A few SamMobile team members had the great opportunity to experience last week's Galaxy Unpacked event live at COEX in Seoul. But it was more than that. Aside from seeing Samsung's latest devices live on stage, we visited many wonderful places in Korea, including the Samsung Innovation Museum and the Samsung Digital City, which left us in awe. You can read more about our trip to Korea in one of our latest editorials, but now, we have something else to share with you.
During our visit to Galaxy Unpacked, Samsung invited us to attend a conference where we had the chance to interview TM Roh. We used this opportunity to ask TM Roh about his plans for Galaxy and the apparent lack of raw hardware innovation in the latest mobile devices. Here's what happened.
Story continues after the video
TM Roh told us all about Samsung's vision for mobile
When it was our turn to talk with TM Roh at the conference, we tried to speak not only for ourselves but to represent the Samsung and SamMobile fanbase. Since there's been a lot of talk around raw hardware specs lately, we decided to touch on this subject. The question we had for TM Roh reads as follows:
Danny Dorresteijn — SamMobile Founder: “Technology and smartphone fans have been feeling underwhelmed recently by Samsung's pace of innovation when it comes to hardware specifications.

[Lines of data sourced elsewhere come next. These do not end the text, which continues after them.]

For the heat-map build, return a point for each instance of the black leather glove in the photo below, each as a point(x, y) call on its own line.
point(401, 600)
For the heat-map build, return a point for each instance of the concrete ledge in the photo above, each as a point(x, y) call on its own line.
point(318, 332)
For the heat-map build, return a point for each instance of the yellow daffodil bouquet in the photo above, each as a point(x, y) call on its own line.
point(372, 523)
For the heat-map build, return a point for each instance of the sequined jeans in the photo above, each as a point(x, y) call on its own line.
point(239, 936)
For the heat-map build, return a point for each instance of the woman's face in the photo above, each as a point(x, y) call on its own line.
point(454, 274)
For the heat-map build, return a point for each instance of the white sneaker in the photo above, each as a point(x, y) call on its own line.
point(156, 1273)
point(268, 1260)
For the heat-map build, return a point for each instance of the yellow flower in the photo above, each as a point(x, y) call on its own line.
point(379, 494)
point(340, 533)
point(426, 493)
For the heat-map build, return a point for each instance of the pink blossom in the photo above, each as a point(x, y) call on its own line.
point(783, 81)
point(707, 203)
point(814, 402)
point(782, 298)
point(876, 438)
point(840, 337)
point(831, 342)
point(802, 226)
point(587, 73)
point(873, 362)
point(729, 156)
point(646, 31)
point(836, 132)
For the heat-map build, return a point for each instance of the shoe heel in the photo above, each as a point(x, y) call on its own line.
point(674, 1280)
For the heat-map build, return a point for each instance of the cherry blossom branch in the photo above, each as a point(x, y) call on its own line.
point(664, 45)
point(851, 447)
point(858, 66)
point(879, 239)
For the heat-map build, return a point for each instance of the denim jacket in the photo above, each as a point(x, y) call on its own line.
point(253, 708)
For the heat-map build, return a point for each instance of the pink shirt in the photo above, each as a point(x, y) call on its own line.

People agree Samsung's focus on software, including both software features and software updates, is a good thing, but can they expect Samsung to once again bring substantial jumps in hardware specs in the near future, or are major hardware upgrades not part of Samsung's current vision?”
The head of Samsung Mobile took the time to answer our queries in detail and address these concerns. He shared Samsung's current vision with us and gave us a better understanding of how the mobile division plans to move forward in the next era. These are TM Roh's answers — transcribed and slightly paraphrased due to audio quality issues.
TM Roh — Head of Samsung Mobile Business: “I believe that, in the mobile industry, especially for smartphones, hardware and software already very closely interact with each other to provide optimal performance and features to the users.
So without software optimization and algorithms, it would not be possible to enjoy the best usability or experience or the product hardware. And vice versa. Without the right hardware, we would not enjoy better performance and software features.
And in fact, even on the same hardware, depending on the OS and UI, as long as there's software optimization, the user experience can vastly differ. And I believe that is going to be even more so the case in the future.
On Galaxy devices, we have a very powerful user interface, One UI, as well as the system software that supports it, which allow devices to have the best usability, personalization, and customization. And there's the AI algorithm network as well.
Having said that, what Samsung has been very good at, what Galaxy mobile devices have been very good at, is hardware innovation, and we will keep innovating the hardware side as well. To provide the best display, best camera, and also new form factors like foldables, and also better heat dissipation, we are already investing a lot of resources to continue with our innovation.”
No room for huge jumps in hardware, but software can do wonders
By the sound of it, Samsung understands that raw mobile hardware almost plateaued. You can throw more RAM at a device, but that won't make a huge difference to the user experience. There's no longer as much room for innovation in areas of raw hardware as there used to be a few years ago.
The company seemingly understands that, at least right now, there's a bigger payoff from directing its efforts toward optimizing and innovating on the software side. Hence, Samsung is trying to be ahead of the curve, act proactively, and focus more on the user experience, One UI, optimization, software features, cross-device quality-of-life features, and AI solutions rather than spec sheets.
Even though this may sound less exciting for raw spec enthusiasts, it most likely is a healthy approach to improving the Galaxy experience for the majority of Samsung mobile customers worldwide.
Nevertheless, Samsung is equally aware that software and hardware go hand in hand. One can't exist without the other, which is why TM Roh says Samsung continues to invest in researching and innovating aspects it deems worthy of such efforts, such as displays, cameras, new form factors, and powerful AI.